The peer row transitions proposed → enrolled but never reaches active. The peer_heartbeat_stale finding (P3.6) surfaces within ~5 minutes of expected heartbeat lapse. Operator checks:

  1. Child's powernode-hub-worker running?
  2. SDWAN reachability between child and parent?
  3. Heartbeat job in child's worker/config/sidekiq.yml enabled?

cluster_member: replication slot created but child never streams

Operator checks:

  1. peer.metadata.cluster_pg.state == "ready" on the parent? If not, the worker job didn't finish — check the worker logs and re-enqueue via ClusterMemberPgReplicaSetupJob.perform_async(peer_id).
  2. Vault credential present at cluster_member_pg_replica/<peer_id>?
  3. Child can reach parent's PG via SDWAN VIP? (pg_isready -h <vip> -p 5432)
  4. Child's pg-replica module has the credential? Reissue via accept response.

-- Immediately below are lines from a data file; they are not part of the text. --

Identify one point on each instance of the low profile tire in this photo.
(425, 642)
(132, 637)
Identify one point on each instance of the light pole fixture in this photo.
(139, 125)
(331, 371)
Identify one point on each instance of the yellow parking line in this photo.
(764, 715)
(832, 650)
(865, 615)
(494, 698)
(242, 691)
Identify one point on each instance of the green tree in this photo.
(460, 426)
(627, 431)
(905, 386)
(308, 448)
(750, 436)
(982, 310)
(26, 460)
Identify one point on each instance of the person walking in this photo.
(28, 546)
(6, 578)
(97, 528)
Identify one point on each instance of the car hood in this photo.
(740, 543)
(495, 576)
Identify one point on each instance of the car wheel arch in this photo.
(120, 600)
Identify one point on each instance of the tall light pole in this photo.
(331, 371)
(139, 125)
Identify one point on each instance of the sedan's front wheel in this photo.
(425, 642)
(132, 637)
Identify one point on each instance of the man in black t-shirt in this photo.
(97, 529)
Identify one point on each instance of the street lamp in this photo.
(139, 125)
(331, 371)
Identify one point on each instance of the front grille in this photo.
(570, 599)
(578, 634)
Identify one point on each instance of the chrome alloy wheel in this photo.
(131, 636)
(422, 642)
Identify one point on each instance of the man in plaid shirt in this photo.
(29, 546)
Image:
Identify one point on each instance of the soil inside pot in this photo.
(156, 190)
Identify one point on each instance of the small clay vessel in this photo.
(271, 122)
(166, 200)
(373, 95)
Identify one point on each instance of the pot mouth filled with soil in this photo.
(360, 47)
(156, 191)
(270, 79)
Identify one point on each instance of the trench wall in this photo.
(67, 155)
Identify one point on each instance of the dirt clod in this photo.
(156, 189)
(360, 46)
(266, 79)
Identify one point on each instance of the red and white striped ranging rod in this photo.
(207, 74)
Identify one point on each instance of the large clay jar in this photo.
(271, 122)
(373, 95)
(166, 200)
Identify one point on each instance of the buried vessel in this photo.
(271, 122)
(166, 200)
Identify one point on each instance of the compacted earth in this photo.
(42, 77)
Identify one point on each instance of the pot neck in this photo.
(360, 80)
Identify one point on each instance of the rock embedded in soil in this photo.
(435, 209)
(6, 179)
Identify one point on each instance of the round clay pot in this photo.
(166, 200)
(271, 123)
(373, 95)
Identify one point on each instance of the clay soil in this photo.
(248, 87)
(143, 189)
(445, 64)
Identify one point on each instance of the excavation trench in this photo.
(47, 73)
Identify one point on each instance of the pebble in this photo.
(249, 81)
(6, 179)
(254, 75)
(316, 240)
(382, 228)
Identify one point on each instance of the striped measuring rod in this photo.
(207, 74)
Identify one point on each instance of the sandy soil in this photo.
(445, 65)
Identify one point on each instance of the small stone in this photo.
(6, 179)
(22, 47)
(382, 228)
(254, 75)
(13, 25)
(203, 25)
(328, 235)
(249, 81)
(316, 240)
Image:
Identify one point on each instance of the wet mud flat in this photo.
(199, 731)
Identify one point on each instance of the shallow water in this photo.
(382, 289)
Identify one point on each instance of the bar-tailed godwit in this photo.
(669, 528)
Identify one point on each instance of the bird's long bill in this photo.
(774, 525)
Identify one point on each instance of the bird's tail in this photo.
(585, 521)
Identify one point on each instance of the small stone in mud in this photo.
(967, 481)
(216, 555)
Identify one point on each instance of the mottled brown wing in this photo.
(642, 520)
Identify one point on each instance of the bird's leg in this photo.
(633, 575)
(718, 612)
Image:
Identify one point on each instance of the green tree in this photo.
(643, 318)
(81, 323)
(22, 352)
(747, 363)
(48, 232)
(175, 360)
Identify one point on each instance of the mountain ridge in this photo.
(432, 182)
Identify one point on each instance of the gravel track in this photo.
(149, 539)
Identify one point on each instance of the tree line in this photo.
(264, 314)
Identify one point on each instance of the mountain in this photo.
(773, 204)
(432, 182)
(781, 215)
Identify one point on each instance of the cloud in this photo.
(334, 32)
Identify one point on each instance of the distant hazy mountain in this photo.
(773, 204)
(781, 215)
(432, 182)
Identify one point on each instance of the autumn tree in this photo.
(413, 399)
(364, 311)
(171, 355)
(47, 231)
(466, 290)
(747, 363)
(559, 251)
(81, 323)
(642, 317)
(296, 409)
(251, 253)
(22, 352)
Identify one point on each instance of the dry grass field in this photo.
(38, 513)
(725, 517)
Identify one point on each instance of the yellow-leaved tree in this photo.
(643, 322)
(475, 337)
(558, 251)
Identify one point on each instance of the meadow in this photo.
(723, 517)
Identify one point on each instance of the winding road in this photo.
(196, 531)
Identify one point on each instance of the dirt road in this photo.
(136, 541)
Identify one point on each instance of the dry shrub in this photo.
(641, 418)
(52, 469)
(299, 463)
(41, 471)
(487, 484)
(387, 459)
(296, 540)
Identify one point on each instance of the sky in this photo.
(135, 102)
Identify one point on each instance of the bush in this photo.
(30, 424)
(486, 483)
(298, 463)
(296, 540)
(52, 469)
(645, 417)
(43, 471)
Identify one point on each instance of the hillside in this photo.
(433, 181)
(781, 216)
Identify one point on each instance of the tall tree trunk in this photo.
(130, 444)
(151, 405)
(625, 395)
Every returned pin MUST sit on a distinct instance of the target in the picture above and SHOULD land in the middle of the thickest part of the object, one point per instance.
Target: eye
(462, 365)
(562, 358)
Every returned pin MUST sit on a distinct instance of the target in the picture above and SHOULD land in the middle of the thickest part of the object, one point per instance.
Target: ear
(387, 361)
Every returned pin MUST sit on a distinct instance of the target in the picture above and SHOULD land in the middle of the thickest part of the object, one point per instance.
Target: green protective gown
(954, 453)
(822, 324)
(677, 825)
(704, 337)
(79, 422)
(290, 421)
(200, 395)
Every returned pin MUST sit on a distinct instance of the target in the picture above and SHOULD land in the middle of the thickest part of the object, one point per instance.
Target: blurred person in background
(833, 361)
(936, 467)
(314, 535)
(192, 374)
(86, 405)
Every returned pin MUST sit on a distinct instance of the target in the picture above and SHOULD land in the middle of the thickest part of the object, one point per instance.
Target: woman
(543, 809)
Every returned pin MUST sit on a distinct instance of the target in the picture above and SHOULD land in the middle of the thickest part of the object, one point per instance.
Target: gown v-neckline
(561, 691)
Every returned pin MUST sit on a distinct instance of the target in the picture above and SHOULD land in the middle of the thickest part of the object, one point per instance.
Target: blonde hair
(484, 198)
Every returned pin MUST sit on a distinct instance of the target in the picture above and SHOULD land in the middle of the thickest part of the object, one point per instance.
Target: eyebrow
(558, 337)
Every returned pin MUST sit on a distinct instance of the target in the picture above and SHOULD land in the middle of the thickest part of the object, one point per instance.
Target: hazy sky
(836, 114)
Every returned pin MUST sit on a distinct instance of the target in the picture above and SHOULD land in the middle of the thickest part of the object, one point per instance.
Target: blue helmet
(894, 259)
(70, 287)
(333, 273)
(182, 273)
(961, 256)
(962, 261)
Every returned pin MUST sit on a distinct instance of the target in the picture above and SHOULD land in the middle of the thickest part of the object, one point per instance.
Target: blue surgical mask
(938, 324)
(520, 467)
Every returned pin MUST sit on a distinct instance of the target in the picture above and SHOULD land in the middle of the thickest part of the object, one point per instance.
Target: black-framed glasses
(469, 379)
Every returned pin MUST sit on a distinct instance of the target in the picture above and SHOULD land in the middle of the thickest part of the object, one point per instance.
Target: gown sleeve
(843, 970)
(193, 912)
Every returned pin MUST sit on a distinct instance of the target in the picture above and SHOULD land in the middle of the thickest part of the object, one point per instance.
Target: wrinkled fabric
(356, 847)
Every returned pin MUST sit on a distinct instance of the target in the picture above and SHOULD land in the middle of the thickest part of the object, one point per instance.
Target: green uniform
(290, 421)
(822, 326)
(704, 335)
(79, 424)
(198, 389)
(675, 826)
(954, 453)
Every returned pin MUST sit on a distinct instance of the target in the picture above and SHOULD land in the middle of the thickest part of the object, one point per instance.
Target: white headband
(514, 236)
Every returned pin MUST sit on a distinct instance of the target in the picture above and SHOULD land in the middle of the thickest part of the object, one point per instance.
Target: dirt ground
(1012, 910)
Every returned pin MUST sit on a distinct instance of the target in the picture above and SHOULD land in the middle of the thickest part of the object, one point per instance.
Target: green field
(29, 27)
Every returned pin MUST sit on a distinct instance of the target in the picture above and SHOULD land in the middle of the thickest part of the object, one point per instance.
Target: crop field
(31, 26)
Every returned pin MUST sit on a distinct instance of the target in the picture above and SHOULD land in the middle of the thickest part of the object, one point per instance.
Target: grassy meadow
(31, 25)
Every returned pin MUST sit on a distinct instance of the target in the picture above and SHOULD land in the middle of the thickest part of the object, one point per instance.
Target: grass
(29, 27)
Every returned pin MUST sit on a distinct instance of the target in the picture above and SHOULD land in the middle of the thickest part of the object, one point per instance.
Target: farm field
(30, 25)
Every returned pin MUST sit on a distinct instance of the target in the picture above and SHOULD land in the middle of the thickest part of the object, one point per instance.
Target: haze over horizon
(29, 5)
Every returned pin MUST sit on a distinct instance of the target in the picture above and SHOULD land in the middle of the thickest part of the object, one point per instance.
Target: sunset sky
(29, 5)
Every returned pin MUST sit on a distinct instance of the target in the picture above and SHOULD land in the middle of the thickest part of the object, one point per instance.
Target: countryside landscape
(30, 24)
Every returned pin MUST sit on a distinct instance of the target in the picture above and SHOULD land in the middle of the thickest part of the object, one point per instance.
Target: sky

managed_child: parent's bearer token rejected on first cross-peer call

Likely the symmetric child-side grant hasn't been issued yet. P6.5 (child's first-run handler) is responsible for issuing it. Operator on the child's side can manually create the grant by mirroring the parent-side grant's remote_subject + scope.

Implementation references

  • Parent-side orchestrator: System::SpawnPlatformService (extensions/system/server/app/services/system/spawn_platform_service.rb)
  • Children CRUD: Api::V1::System::Federation::ChildrenController
  • Spawn modal + panel: extensions/system/frontend/src/features/system/components/federation/{SpawnPlatformModal,ChildrenPanel}.tsx
  • AcceptController auto-grant: extensions/system/server/app/controllers/api/v1/system/federation_api/accept_controller.rb#auto_issue_managed_child_grant!
  • cluster_member PG slot: System::ClusterMember::PgReplicaSetupService (extensions/system/server/app/services/system/cluster_member/pg_replica_setup_service.rb)
  • Worker job: worker/app/jobs/cluster_member_pg_replica_setup_job.rb
  • Worker_api endpoint: Api::V1::System::WorkerApi::ClusterMemberPgReplicaController

Out-of-scope for v1

  • Auto-failover for cluster_member — operator-driven promotion only.
  • Multi-replica HA topology (3-node quorum-based failover) — deferred to P9 / D10.
  • Cross-region cluster_member — v1 assumes parent + child share an SDWAN network with low RTT.
  • Bulk spawn — one child per click; bulk spawning is a deferred operator-convenience.
  • Spawn from template variant — operator picks the template by ID; richer template-with-overrides UX is post-v1.